The National Conference of Insurance Legislators (NCOIL) understood the implications of billions of dollars of life insurance policies in the hands of seniors being discarded annually when they unanimously passed the Life Insurance Consumer Disclosure Model Act in November, 2010. The law requires that life insurance companies inform policy holders above the age of 60, or with a terminal or chronic condition, that there are specific alternatives to the lapse or surrender of a life insurance policy. NCOIL President Rob Damron (KY), upon unanimous passage said, “It is imperative that policy holders understand that they have alternatives to merely lapsing or surrendering their policy.”

The disclosure law is an important consumer protection victory for people requiring long term care because it will increase their awareness about the best use of a life insurance policy’s death benefit while still alive. The senior care industry and law makers are recognizing the opportunity to convert life policies into a method to pay for the high costs of senior housing and/or long term care. Among the options specifically included in the NCOIL Model Law is for a policy owner to “convert a policy into a long term care benefit plan”. For families unable or unwilling to keep their policy in-force by maintaining premium payments, the conversion option to pay for long term care is a much better choice than abandoning the policy.

States have been taking action in support of consumer rights to use life insurance policies to pay for long term care. In addition to those states adopting the NCOIL Consumer Disclosure Model Law; New York passed a law mandating that the owner of a policy with an accelerated death benefit (ADB) rider can trigger the benefit if they have been living in a nursing home for at least three months. There are 153 million owners of life insurance policies in the United States. Comparatively, there are 8 million owners of long term care insurance policies. With that disparity as a back drop, as many as a dozen other states are now looking at passing laws that combine conversion of a life insurance policy of any kind to a “long term care benefit plan”, the disclosure requirements of the NCOIL model, and the ADB trigger for nursing home residents.

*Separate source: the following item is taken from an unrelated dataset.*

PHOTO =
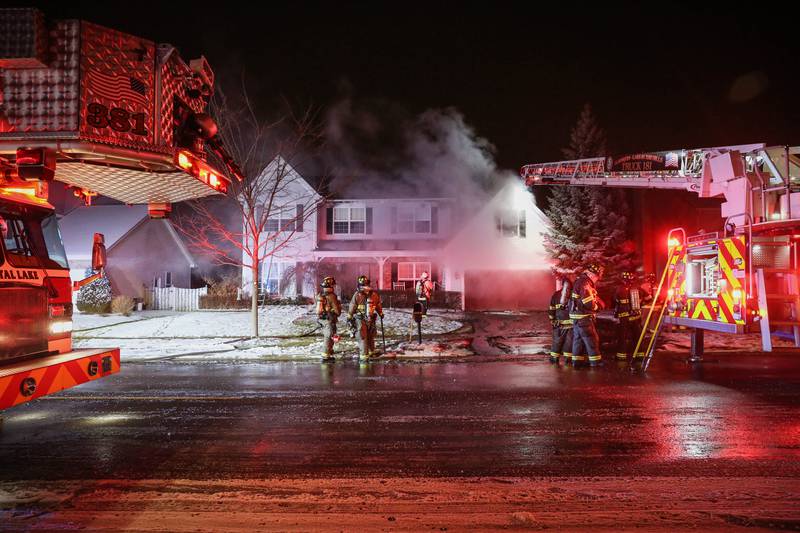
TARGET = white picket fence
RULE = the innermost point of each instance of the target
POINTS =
(175, 299)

The adoption of laws of this type in the states is a direct response to the explosion of Baby Boomers reaching retirement age, anaemic sales and significant disruption in the long term care insurance market, and a realization that billions of dollars worth of life insurance is abandoned every year by people who do not know their legal rights or options.

Providers of long term care services such as nursing homes, assisted living communities and home health agencies, as well as state governments, are realizing that there is tremendous value for the consumer in converting life insurance policies to help pay for the costs of long term care. By converting a life insurance policy instead of abandoning it, the policy owner’s care can be covered by the monthly long term care benefit payout and the life insurance asset can be spent-down in a Medicaid compliant fashion.

“Our goal at Emeritus is to ensure that seniors are properly cared for, and part of that goal is to help families with the financial decisions and details involved in caring for their loved ones,” said Jayne Sallerson, EVP, Sales & Marketing at Emeritus Senior Living (NYSE: ESC), the largest assisted living provider in the world. “Many seniors and families are unaware that their life insurance policies are valuable assets and can be converted to pay for long term care, and as a result some let active policies lapse. We hope that we can help educate seniors about their resources, so that more seniors can have access to the long term care that they need.”

With traditional resources to pay for long term care on the decline, it will take creative private market solutions and the use of non-traditional assets to make up the difference.